There is an old joke which runs as follows:

Two ministers of rival denominations found it necessary to share a cab, and as they travelled, they began to converse.  Both were surprised to learn they shared mutual interests and they had a pleasant conversation.

Arriving at the first destination, the first minister said, "You know I don't see why we can't get along.  After all, we're both trying to serve the Lord, aren't we?"

Getting out, the second minister said, "That's true.  You serve the Lord in your way, and we serve the Lord in His."

There is a truth to this anecdote which we would do well to remember, and that is we must serve the Lord in His way and not in ours.  Who accurately interprets Scripture and who errs?  Remember that with contradictory claims, one must be wrong and the other right, while with contrary claims, both can be wrong, but it is possible neither is right.

Now, between Catholics and Protestants, and between different denominations of Protestants, (or for that matter between Christians and Jews concerning the Old Testament) there are disputes over the meaning of Scripture, where conflicting claims are made as to the teachings, and such disputes are a stumbling block for the world to whom we have been required to preach the good news to.

A Common Assumption

There are times when I receive comments from a person who is quite sincere in his or her belief attacking the Catholic position on the grounds that the Catholics "ignore" certain passages of the Bible.  The problem is, this accusation makes a certain assumption:

  1. When I [Read the Bible] I see [Teaching X]
  2. [Catholics] don't believe [Teaching X]
  3. Therefore, [Catholics] don't [Read the Bible]

Why is this assumption a problem?  Because it assumes [Teaching X] is true, when this is actually a matter to be proven.

The question is: Is [Teaching X] true?  If Catholics [Read the Bible] and don't see [Teaching X], then it comes down to an issue of who is authorized to interpret Scripture to make a decision on [Teaching X].  Catholics believe the Church in communion with the Pope has that right.  Other denominations deny this, and insist on things like the Plain Sense of Scripture and Personal Interpretation.  However, just as Catholics are called on to prove their position, it follows that those denominations who deny it must prove their own position on the authority to interpret Scripture.
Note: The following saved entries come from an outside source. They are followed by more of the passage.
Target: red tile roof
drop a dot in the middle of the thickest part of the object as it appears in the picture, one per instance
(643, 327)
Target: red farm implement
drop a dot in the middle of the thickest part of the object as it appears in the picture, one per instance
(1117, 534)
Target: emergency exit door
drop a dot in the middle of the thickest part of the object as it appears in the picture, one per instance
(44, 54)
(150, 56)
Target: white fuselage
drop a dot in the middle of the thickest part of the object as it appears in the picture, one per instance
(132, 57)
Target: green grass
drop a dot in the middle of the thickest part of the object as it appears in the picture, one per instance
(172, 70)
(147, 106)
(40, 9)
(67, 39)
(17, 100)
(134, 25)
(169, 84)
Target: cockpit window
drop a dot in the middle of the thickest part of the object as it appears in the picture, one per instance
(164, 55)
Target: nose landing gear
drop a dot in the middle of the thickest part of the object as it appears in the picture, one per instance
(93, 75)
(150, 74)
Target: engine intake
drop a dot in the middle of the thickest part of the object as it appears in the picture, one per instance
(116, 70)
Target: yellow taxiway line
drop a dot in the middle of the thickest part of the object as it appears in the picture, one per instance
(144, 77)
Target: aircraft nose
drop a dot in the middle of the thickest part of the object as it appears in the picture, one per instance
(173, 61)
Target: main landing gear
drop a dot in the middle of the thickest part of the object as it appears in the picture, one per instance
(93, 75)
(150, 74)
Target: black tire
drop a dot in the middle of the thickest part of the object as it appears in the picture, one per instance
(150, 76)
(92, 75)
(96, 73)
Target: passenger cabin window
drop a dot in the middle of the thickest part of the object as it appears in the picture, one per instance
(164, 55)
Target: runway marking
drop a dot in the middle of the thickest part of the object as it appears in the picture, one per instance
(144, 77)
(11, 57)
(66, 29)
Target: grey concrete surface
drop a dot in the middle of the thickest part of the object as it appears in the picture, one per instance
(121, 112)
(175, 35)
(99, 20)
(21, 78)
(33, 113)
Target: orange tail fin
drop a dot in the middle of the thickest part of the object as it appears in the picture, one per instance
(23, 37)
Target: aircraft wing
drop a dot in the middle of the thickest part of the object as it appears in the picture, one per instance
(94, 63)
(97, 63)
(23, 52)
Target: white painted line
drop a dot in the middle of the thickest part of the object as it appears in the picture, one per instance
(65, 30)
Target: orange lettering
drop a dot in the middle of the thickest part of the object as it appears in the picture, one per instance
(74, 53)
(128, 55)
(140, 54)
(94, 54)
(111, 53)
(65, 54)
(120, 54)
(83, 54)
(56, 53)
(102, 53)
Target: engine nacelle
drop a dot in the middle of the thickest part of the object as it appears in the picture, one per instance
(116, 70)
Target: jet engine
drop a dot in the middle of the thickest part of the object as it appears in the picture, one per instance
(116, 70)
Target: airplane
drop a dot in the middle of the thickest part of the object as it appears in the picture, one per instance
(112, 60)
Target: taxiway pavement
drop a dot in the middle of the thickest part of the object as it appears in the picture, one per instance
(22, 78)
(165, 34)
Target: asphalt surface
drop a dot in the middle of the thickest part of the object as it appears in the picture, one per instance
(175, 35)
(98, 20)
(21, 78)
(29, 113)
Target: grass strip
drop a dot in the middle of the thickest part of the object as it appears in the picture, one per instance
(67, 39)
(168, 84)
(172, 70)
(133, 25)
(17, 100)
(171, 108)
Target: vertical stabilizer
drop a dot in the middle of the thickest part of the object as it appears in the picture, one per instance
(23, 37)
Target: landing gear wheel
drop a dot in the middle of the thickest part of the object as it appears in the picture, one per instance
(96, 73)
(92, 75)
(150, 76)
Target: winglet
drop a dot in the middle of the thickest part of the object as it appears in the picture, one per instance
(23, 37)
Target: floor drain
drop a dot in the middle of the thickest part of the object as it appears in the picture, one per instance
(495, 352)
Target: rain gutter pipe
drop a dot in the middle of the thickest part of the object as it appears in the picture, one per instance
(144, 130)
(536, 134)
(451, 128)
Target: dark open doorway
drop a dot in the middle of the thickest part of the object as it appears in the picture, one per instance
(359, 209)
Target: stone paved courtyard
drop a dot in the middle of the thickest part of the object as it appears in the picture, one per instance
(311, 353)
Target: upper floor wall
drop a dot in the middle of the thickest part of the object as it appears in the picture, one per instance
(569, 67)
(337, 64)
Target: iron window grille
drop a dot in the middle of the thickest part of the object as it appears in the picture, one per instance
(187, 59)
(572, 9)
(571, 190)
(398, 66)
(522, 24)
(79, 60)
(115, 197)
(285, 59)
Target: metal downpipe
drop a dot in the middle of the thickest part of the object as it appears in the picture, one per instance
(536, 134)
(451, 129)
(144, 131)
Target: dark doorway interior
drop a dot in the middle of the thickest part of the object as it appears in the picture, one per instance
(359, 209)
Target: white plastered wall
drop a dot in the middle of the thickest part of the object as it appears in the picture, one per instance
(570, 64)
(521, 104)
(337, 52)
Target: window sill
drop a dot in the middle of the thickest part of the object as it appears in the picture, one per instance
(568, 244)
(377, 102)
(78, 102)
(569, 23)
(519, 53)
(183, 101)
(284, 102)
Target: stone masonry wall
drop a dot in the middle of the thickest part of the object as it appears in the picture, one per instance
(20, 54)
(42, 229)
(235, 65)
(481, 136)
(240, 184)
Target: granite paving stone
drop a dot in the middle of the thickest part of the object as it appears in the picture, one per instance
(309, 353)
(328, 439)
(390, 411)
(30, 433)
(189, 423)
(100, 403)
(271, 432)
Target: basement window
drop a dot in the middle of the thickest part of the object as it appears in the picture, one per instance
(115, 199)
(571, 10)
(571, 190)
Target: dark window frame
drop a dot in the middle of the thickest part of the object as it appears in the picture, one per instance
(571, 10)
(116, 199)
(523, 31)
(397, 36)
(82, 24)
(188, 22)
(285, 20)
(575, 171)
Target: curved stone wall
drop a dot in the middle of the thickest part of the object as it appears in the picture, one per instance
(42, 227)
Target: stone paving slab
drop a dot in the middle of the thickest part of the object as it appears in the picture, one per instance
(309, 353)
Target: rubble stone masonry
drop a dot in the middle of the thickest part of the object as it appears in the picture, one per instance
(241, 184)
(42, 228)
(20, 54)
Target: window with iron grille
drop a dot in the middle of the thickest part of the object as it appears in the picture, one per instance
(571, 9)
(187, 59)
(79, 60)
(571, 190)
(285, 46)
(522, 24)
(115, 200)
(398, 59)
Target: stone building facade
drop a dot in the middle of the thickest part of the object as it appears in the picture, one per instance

I don't expect this article will lead people to accept one view over another.  Rather, I post this in the hopes that when it comes to comments to articles, people will realize that the issue under dispute is ultimately over the issue of interpretation and not over accusations of "You're ignoring verses x:xx from the Book of Y in the Bible."

One needs to recognize the truth of what Bertrand Russell once said on slanting the language: "I am firm, you are stubborn, they are pig-headed."  Also, the wisdom of GK Chesterton: "It is not bigotry to be certain we are right; but it is bigotry to be unable to imagine how we might possibly have gone wrong."

It is easy to assume one who disagrees with you is wrong.  However, the question which must be asked is, On what basis do you hold you are right?

This is the real dispute between Christians.